Karl Marx famously characterised the executive of the modern state as “a committee for managing the common affairs of the whole bourgeoisie”.
Take away the pejorative connotations of the word bourgeoisie, and a great many people now seem to agree with Marx that the central task of government is managing the economy, where successful management depends on the protection of private commercial interests.
As Alan Bond, in his heyday, replied when criticised for his contacts with government leaders: “As far as I’m concerned they are businessmen like myself. I see them as managing directors of Australia Incorporated.”
However, governments also perform tasks apart from economic management. Governments also instruct their citizens in what to praise and what to blame, or in Platonic terms, governments instruct citizens in how to exercise their judgment. Governments do this through the laws they make.
They also do this through bestowing honours and awards to recognise meritorious actions and those who perform them. Such honours pay homage to those who have themselves honoured the world by their character and their conduct, and who have graced it with their deeds. This homage is not paid in monetary or material benefits, but takes the form of recognition by one’s fellows. Hence the bestowal of honours also serves to recall a community to a sense of its common values.

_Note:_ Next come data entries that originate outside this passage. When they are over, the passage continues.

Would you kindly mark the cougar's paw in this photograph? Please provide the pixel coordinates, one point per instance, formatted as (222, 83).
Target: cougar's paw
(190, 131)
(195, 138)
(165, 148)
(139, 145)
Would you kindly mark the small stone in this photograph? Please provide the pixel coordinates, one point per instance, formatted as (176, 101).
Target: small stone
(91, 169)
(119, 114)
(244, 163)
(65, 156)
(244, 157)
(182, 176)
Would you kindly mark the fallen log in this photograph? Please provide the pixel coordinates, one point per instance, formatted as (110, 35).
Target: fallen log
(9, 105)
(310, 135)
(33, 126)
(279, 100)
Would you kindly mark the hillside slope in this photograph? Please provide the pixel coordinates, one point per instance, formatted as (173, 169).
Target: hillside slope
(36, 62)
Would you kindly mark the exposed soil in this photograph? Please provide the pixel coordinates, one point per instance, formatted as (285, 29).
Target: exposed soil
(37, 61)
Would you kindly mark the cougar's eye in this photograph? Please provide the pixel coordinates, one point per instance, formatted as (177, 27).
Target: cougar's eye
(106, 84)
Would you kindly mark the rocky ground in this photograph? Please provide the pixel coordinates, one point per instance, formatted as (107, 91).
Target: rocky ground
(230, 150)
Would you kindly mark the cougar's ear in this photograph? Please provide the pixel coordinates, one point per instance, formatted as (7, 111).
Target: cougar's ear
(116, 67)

Bestowing honour in this manner is an appropriate way to praise (and in some cases, to mourn) not people of fame or notoriety, but those quieter but dutiful spirits whose righteous deeds should also not be forgotten.
At the Tomb of the Unknown Soldier, in 1993, the then Prime Minister P.J.Keating honoured the “free and independent spirits” who gave us a lesson in true nobility and grandeur by teaching us “to endure hardship, to show courage, to be bold as well as resilient, to believe in ourselves, to stick together”.
The creation of a distinctively Australian honours system in the 1980s was also animated by this sense of our democratic and egalitarian traditions, whose values are, as the former Governor-General Sir William Deane noted, “courage, and endurance, and duty, and love of country, and mateship, and good humour and the survival of a sense of self-worth and decency in the face of dreadful odds”. The bestowal of honours reminds us to watch over and attend to those values, as well as the men and women who embody them.
These values are by their very nature not narrowly national, but have an openness to the world. To be a good Australian in the sense of Deane’s speech is necessarily to be at the same time a good citizen of the world.
Similarly, the philosopher Will Kymlicka, in an exploration of the meaning of being Canadian, has argued that one of the foremost aspects of Canadian identity is a generous cosmopolitanism. By this Kymlicka means that the people who live in that area of the world think that they are being good Canadians by living up to cosmopolitan obligations, for example, by giving aid or supporting the international human rights order.
And conversely, says Kymlicka, indifference to the obligations one has as a citizen of the world is seen as in some sense “un-Canadian” (to use that rather unfortunate term).
Kymlicka’s view is that Canadians for the most part are not people who place their global obligations above their national obligations; rather, he points out that an important part of their understanding of themselves as Canadians involves their sense of themselves as having these cosmopolitan obligations.